A Majungasaurus with a stunning display, spreading its arms out "in a manner completely unlike that of other large predatory dinosaurs".
One of my favorite aspects of the paleoart in this book is that the authors put plenty of interesting integument on their dinosaurs. These included Therizinosaurus that have massive bodies hidden by feathers, Triceratops with large spike-like bristles, and Heterodontosaurus which are covered in bristly "hairs" and porcupine-like quills! Interestingly, we are learning that such speculation is quite plausible. Not only does fossil evidence support the idea of theropods with body integument such as feathers, but we are now learning that many small ornithiscians had fuzzy bristles as well.  
The authors of 'All Yesterdays' don't reconstruct their Leaellynasaura as naked, lizard-like animals.....
But rather, they reconstruct Leaellynasaura as being perfectly adapted to life in a polar climate with a fluffy integument. Brilliant!
Therizinosaurus are portrayed in this book as elephant-sized mounds of feathers with gigantic claws.
To help enforce their claim that it is perfectly reasonable to reconstruct dinosaurs with bizarre behaviors or anatomy, the authors also dedicated a chapter to reconstructing modern animals as a future paleontologist might if they only had fossilized remains to go off of. Some of the results were a terrifying hairless spider monkey, a cow with skin so tight that its bones show, and birds with membranes instead of feathers on their wings. This chapter truly impacted my way of thinking, and surely justified the paleoart styles of these artists. It also supports the idea that many dinosaurs may have been much thicker-bodied with muscle, fat, and/or bountiful integument. This book has the ability to thrill the minds of readers, and to make them realize that dinosaurs were probably a lot more bizarre-looking and acting than we often see them depicted as! However, it also shows that dinosaurs weren't strange and alien monsters, but were regular animals which probably behaved and looked like many species of the modern day.
A reconstruction of a modern cat that is "shrink-wrapped" and represents how modern paleontologists often wrongly depict dinosaurs as very slim, with every bone feature visible through the skin.

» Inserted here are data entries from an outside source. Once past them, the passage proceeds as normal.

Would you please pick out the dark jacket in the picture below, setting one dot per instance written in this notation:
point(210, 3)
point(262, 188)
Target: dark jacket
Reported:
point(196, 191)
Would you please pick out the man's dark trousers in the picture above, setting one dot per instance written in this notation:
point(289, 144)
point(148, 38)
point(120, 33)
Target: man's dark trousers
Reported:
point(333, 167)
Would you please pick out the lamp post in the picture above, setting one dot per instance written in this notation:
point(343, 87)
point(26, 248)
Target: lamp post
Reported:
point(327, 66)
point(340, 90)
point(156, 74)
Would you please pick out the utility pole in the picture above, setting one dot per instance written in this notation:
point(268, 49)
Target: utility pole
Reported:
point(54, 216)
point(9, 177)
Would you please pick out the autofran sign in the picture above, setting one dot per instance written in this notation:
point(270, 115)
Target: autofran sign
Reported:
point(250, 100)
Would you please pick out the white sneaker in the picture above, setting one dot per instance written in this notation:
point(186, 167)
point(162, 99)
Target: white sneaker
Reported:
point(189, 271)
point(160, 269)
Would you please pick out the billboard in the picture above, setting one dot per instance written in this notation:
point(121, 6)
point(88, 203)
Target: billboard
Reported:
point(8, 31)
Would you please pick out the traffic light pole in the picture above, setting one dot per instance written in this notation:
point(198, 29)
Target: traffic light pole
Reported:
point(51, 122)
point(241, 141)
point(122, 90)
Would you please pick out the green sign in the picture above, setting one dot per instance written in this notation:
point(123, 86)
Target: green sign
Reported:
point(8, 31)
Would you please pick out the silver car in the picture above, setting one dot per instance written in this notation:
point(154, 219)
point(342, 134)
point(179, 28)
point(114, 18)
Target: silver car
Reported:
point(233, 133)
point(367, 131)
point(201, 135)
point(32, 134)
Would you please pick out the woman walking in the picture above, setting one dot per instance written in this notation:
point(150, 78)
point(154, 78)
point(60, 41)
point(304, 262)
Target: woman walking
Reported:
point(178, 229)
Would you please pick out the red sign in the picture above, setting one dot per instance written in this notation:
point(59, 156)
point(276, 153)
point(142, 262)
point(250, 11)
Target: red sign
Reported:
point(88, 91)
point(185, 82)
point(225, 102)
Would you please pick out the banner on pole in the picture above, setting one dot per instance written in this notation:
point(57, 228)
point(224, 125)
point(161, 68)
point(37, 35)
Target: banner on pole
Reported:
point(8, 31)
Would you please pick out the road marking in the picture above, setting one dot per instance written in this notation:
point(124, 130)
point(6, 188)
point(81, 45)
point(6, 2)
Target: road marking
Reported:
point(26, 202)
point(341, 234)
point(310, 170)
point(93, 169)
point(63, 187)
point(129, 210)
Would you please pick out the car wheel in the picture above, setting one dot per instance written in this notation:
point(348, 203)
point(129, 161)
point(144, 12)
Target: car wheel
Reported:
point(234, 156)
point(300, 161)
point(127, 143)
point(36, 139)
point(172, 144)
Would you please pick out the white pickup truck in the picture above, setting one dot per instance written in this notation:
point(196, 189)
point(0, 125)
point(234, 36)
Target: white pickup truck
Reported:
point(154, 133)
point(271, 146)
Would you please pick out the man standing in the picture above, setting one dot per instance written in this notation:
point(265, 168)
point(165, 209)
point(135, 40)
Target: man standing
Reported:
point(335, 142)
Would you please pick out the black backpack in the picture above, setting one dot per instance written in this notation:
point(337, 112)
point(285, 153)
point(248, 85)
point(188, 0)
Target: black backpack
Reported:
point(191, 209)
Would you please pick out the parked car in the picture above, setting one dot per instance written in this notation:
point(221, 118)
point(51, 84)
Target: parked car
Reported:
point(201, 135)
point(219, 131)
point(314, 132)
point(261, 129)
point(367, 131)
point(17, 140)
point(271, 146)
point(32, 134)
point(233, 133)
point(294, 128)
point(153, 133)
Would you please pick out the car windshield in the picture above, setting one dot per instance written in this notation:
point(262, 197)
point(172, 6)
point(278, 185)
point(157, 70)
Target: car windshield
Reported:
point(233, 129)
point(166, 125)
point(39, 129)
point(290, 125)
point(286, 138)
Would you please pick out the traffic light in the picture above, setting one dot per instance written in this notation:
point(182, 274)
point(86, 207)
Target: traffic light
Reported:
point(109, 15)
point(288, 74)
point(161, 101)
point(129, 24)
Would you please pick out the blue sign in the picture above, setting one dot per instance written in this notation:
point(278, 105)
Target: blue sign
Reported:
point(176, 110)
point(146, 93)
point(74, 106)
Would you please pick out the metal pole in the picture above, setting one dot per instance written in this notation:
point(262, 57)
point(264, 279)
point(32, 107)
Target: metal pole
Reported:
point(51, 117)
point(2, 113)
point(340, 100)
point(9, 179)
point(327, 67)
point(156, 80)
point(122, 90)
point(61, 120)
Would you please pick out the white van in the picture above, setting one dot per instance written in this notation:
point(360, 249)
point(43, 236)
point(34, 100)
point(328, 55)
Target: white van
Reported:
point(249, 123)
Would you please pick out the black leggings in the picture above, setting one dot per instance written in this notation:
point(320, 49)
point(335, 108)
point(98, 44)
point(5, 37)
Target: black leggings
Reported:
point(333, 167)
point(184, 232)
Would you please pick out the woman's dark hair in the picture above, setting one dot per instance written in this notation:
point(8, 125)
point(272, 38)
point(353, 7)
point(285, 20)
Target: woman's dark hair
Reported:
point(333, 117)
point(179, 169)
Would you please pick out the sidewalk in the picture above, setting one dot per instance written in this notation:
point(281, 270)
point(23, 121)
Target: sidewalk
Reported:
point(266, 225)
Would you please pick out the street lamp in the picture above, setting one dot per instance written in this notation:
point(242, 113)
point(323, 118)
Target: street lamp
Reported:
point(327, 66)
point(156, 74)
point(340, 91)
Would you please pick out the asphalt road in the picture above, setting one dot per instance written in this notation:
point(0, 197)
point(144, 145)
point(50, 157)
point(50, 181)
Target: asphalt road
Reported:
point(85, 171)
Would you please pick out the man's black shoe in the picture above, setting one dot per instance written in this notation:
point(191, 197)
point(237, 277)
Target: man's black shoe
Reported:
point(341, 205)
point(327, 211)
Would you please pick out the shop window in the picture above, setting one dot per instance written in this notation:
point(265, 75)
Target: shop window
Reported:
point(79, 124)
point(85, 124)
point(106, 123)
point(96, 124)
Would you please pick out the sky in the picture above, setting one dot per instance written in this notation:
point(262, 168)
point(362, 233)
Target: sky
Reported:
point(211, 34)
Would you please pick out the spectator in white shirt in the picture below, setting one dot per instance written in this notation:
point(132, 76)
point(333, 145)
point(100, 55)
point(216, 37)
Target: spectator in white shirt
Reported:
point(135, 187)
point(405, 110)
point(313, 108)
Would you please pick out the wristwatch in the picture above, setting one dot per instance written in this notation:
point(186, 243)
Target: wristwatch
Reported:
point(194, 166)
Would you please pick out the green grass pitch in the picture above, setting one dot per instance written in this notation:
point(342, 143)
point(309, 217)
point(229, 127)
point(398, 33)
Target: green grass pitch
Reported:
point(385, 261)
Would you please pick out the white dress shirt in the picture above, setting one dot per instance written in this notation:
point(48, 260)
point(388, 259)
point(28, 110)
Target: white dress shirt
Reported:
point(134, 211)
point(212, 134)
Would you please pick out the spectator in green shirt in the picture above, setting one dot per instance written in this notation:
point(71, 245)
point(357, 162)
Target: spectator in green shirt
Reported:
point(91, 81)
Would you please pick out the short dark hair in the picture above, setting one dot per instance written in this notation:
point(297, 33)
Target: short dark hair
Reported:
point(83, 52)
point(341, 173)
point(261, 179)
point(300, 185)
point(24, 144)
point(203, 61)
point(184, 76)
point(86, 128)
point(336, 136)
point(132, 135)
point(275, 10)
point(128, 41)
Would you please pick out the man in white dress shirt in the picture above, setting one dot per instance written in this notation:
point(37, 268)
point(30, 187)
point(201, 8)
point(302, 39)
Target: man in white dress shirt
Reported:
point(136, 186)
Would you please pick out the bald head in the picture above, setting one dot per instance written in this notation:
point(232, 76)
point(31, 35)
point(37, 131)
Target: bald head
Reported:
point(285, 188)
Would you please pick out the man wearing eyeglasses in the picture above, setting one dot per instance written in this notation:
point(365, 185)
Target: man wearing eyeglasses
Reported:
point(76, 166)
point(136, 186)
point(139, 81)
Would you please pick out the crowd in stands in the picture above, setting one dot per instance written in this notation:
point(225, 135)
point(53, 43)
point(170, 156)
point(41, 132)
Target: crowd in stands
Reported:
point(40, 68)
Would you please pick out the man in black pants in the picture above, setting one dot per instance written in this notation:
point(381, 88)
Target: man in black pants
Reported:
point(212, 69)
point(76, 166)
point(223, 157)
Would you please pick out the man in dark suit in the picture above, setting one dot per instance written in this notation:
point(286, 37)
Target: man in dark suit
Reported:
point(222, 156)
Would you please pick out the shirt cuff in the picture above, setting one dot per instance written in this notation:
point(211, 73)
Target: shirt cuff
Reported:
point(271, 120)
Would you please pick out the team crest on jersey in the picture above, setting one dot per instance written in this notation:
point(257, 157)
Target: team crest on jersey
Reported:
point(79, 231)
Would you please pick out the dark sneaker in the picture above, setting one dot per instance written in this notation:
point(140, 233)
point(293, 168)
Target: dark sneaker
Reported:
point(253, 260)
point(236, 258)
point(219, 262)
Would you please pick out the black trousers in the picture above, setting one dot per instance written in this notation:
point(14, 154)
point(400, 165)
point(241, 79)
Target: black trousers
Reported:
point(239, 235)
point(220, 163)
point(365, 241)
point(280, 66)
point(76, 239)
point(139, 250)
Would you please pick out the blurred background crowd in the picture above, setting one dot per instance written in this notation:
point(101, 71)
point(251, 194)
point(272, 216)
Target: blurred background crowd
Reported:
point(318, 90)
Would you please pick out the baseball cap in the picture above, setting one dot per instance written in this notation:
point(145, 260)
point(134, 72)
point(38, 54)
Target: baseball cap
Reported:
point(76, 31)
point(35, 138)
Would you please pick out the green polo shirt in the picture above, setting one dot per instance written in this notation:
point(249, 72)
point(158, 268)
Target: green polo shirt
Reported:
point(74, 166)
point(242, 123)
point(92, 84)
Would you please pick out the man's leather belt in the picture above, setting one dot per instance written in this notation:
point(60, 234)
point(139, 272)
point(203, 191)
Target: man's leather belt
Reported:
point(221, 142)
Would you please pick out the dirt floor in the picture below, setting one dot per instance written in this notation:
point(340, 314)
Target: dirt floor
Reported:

All Yesterdays is a truly amazing book, which I would fervently recommend to anyone interested in the possible appearance and lifestyles of dinosaurs. The art contained in the book is not only beautiful, but rejuvenating for the animals depicted. Hopefully, All Yesterdays will help end the era of depicting unrealistically leathery-skinned and slim dinosaurs and will bring forth reconstructions of the reptiles with the fuzzy integument and fatty skin that real animals have. In my mind, All Yesterdays depicts dinosaurs more accurately than other resources which I have seen in that it recognizes the bizarre habits and appearances that many modern animals have and brings them to life in dinosaurs. If only Jurassic Park had depicted its Triceratops with huge protective spines, although the famed Tyrannosaurus rex would be boring as it would be sleeping throughout the movie after consuming the goat and lawyer.
A spiny Triceratops from All Yesterdays. A  specimen of this ceratopsian at the Houston Museum of Natural Science has preserved skin impressions which suggest that these animals actually did possess such bristles. 

 I seriously can't say enough about All Yesterdays, and I emphatically hope that you buy it and read this fabulous book. If you have an open mind and even a slim interest in dinosaurs, this book will change your mind about the way they looked and acted for the better.